If you’re like most entrepreneurs starting a business, your operation is likely a one-man show. You not only write the checks, you make the sales, answer the phones, and maybe even clean up at the end of the night. Chances are you’re probably also responsible for your start-up’s public relations too. That’s where things can get tricky. While writing a solid business plan is one thing, crafting press releases that actually get the job done is entirely another. The biggest problem with most press releases we’ve seen is that they’re either 1) irrelevant to anything the publication would write about, 2) poorly written, 3) nonsensical, or 4) overly self-promotional to the point of parody. But few come close to this—the Mother of all crappy press releases, which we spotted today over at Gawker. While it obviously takes a certain type of person to come up with something this unbelievably inane (and we doubt any of you have that in you), it’s still a spot-on example of everything that’s wrong most press releases all balled up into one. Gawker breaks it down step-by-step (which is the only way to tackle this monstrous thing), and we’ve done the same, but with our own commentary:
Press release sez: “The news reports coming out of Mexico City are downright scary this week, as more than 100 deaths in the country are being investigated as possibly tied to the swine influenza virus outbreak that’s gripping North America. Reports of the illness in Mexico come at a tough time for the country’s tourism industry, which is already reeling with negative publicity about drug cartel fueled violence. But renowned Life Stylist Blair French (www.blairfrench.com), a New Yorker who has lived in the beautiful and charming town of San Miguel de Allende-about three hours north of Mexico City – for two years, says it’s time to take a “siesta” on the negativity and turn it into a “fiesta” for a lifestyle you can’t find anywhere else.”
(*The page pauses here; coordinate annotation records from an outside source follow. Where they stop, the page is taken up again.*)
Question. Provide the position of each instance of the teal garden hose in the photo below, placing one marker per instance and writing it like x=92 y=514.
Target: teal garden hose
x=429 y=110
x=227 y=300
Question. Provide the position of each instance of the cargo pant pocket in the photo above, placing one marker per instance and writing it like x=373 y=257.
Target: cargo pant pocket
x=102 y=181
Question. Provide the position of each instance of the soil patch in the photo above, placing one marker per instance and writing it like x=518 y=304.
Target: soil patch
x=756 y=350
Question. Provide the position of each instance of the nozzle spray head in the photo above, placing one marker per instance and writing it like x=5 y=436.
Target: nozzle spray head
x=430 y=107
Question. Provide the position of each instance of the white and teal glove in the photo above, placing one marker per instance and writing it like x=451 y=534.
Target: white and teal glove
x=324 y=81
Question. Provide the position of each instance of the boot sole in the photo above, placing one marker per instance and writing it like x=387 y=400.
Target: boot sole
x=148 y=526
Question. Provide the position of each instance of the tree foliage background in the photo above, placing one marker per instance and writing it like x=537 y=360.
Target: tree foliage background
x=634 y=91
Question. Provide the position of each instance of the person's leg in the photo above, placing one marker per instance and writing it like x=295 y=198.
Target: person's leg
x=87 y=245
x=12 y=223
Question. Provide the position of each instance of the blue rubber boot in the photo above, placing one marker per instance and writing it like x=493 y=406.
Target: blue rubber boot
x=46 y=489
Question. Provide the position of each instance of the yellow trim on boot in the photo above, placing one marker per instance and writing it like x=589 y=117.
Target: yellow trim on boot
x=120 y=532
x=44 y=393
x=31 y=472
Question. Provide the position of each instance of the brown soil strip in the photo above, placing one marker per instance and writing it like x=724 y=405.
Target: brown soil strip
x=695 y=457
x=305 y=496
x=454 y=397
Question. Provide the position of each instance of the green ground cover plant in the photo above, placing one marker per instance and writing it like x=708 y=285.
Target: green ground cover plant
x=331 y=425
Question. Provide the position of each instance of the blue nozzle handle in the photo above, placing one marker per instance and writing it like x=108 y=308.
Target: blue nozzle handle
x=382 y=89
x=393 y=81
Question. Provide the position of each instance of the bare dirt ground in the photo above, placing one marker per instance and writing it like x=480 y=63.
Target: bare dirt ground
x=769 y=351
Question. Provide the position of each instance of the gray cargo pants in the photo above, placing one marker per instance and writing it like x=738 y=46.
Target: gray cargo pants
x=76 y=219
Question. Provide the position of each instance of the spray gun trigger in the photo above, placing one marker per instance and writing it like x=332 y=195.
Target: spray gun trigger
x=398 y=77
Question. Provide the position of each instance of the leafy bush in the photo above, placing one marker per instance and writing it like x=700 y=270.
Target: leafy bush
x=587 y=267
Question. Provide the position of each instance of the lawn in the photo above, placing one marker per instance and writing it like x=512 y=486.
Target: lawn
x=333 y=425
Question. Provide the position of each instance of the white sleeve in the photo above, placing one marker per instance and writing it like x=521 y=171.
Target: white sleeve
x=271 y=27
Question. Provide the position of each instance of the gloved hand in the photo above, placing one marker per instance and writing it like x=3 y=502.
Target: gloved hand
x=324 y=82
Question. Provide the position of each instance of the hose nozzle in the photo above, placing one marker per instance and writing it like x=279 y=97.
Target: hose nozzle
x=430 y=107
We say: Huh? While starting off with a news hook to get a journalist’s attention is usually a good idea (journalists love topical relevancy—it’s called a news peg), none of this makes sense. Refer back to reason three (above) that most press releases suck.
Press release sez: “The multi-faceted dynamo attests that despite the health scare and reports on the drug cartels, Mexico is 99.9 percent safer for Americans than living in the U.S. She believes the media has used these news items to fashion a misleading portrayal of Mexico as a third world country.
“The government has taken measures in preventing the further spread of the Swine Flu by administering antiviral drugs to the population,” she says. “I’m sure that Mexico will overcome this and is fully aware of what needs to be done to protect its citizens.”
We say: The media’s stirred this whole thing up! Wait – isn’t this press release going to the media? Whoops. Secondly, don’t ever, ever, EVER call yourself a “multi-faceted dynamo” or anything else that’s going to prompt people to start looking for evidence to the contrary. This gets to that “overly self-promotional to the point of parody” thing we were talking about. Also, none of this makes any sense. And it’s poorly written.
Press release sez: “French, who in her business blends all aspects of a person’s life together – health, fitness, food, fashion, entertainment and decor – helps create a lifestyle for someone that is uniquely one’s own. She also does catering and event planning and loves to learn about other countries and cultures.
Corroborating French’s optimism is Dr. Julio Frenk, the former Mexican national health minister and new dean of the Harvard School of Public Health. Explaining that Mexico had built up substantial supplies of antiviral medication, he believes the outbreak will be brought under control because of the integrated network of specialists in the U.S., Canada and the WHO.”
We say: You have to give someone credit who’s managed to somehow connect “health, fitness, food, fashion, entertainment and decor” with swine flu. And then you have to laugh at them. Long and hard.
Anyone have questions on how not to write a press release? We think it’s now pretty clear.